“And your men—and the little Saba?” drawled Sanois, drawing patterns with his pencil on the marble-topped table.

Carew eyed him with a faint smile. Sanois’ solicitude was touching but not convincing.

“How much for my men and Saba—and how much for your own schemes, General?” he retorted. The General grinned frankly, as he hoisted himself on to his feet. “Touché!” he said with a little bow, “but my schemes are less mad than yours, my friend. In the meantime we can count on you?”

“Only if it becomes absolutely necessary,” Carew replied again quickly. And unwilling to risk a total refusal by premature argument Sanois reserved his inducements for a future time. “We can talk of it again,” he said pleasantly, and shook hands with even more than his usual cordiality. To Carew the cool night air was a welcome relief after the heated atmosphere of the club. The fresh wind blowing against his face seemed to clear his brain and enabled him to think more calmly of the disturbing incidents of the evening. But calm reflection did not elucidate the extraordinary and violent hatred that had come to him. It was as much beyond his power of comprehension as it was beyond his power to ignore it. It seemed burnt into him. And the girl—he swore at himself angrily. He had thought enough about the girl. What had he to do with her or any other woman—he, who had cursed all women. Had he no strength of mind, no strength of purpose left? He sneered in bitter self mockery as the carriage stopped before the villa gateway.

Utterly weary of himself and the turmoil of his thoughts he walked up to the house wondering how he was going to get through the remaining hours of the night. Sleep in his present state of mind seemed out of the question. It was not rest he wanted but hard physical exercise that in bodily fatigue he might forget the mental upheaval that had assailed him during these last three weeks of comparative inactivity. He paused at the foot of the verandah steps, looking up at the star-lit sky, and the drifting scent of orange blossom made him think with sudden regret of the camp he had left amongst the hills near Blidah. What a night for a ride! If he started now he could be there by dawn. For a few minutes he played with the idea and then reluctantly put it from him. Despite his whole inclination something seemed to be dragging him back, something that made it impossible for him to leave Algiers.

With a heavy sigh he went slowly into the house.

CHAPTER VI

During the days that followed it became more and more borne in upon Carew that his cherished dream of visiting the mysterious City of Stones was doomed if not to failure certainly to indefinite postponement. General Sanois, who had thrown himself heart and soul into the new scheme for which Carew’s information had paved the way, was plying him hard, pressing for his acceptance of the mission offered him. Carew’s success in the past had made the General very sanguine of the outcome of the present proposed embassage and very tolerant of the Englishman’s lack of enthusiasm in a venture that presented far fewer difficulties than others which had been negotiated and which, moreover, promised to further the prestige of the military governor of the Sahara. By turns he argued and expostulated, throwing forward every possible inducement to secure his voluntary agent’s co-operation and losing no opportunity of urging his insistent demands. To each and every objection Carew raised he responded with an unusual flow of rhetoric that was wasted on his silent and equally determined listener whose desire to return to his own work he brushed aside as secondary to the needs of the country. Mounted orderlies arrived at the villa at all hours of the day, and it seemed to Carew that the telephone bell never ceased ringing. In despair at last of obtaining the peace and quiet for which he longed, he had taken Hosein and slipped away for a couple of days to the camp near Blidah. Within a mile of his own camp he found the tents of a desert sheik who was making a leisurely way to Algiers for the annual gathering of chiefs.

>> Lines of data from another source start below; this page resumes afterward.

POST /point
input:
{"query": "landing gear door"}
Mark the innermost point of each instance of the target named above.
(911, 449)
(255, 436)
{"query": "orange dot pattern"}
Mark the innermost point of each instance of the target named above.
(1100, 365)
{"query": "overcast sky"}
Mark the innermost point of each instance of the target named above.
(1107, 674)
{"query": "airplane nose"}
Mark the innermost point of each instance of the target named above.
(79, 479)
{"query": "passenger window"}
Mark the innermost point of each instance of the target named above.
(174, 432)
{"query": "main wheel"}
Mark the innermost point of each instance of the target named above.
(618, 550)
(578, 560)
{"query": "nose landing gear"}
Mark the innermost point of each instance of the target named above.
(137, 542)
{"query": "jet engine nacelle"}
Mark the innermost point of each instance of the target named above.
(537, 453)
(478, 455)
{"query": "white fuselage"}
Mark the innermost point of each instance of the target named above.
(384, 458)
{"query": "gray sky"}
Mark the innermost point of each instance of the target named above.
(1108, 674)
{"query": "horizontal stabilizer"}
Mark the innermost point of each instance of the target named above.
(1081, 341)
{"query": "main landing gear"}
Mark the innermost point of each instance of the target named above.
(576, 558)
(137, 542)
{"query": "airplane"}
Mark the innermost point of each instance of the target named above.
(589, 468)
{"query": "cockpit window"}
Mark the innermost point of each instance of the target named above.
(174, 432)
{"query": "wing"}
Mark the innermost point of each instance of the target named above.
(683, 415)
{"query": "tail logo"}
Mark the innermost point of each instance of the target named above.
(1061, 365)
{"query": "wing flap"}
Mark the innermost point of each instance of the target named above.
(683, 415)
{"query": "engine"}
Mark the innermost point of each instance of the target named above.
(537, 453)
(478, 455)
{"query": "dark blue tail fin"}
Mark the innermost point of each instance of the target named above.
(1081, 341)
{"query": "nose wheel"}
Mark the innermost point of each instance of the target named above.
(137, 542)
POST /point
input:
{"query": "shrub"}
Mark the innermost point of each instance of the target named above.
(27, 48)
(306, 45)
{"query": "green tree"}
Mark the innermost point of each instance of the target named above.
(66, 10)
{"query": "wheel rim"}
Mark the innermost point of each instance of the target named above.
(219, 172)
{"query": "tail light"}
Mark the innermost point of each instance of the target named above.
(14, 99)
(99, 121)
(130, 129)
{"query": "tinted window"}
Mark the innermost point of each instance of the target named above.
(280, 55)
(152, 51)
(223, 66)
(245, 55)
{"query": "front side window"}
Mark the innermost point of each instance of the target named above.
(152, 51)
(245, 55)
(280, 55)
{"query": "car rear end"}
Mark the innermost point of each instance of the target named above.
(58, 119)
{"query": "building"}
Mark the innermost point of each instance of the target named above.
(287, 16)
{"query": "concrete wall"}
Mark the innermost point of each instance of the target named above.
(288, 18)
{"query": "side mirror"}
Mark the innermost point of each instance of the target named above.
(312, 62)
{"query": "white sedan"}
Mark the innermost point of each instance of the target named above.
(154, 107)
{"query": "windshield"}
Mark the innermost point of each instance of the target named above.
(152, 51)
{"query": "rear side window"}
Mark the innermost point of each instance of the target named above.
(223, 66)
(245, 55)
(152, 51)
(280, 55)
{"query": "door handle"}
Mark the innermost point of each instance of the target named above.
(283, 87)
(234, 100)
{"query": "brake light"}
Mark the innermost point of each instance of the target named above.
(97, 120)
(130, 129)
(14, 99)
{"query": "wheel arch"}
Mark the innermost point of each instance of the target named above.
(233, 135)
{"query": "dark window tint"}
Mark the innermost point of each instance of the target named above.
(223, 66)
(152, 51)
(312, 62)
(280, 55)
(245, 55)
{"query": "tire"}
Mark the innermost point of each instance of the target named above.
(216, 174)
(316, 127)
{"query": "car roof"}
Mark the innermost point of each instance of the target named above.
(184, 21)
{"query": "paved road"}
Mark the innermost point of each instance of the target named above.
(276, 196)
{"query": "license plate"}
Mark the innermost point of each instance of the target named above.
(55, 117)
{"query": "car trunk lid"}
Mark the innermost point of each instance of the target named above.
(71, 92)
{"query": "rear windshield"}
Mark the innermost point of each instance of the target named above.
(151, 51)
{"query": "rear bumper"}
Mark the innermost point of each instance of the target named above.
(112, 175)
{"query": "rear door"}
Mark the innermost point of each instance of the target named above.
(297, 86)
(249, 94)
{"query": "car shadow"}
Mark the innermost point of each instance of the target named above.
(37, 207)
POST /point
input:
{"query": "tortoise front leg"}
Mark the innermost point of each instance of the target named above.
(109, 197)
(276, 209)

The Arab was an old acquaintance whose hospitality Carew had enjoyed on several occasions and an interchange of visits was both necessary and advantageous. But it was not to listen to the querulous outpourings of a chief with a perpetual grievance that he had fled from General Sanois’ importunity, and foiled in his purpose, he had set out alone this morning an hour or so before the dawn to return to Algiers, leaving Hosein to follow later in the day when he had completed some arrangements in the camp.

But in spite of the tedious interruptions which the old sheik’s demands on his time had made the two days had proved beneficial to him. Away from Algiers he had in a measure conquered the agitation of mind that had possessed him since the night he had rescued Lady Geradine from Abdul el Dhib.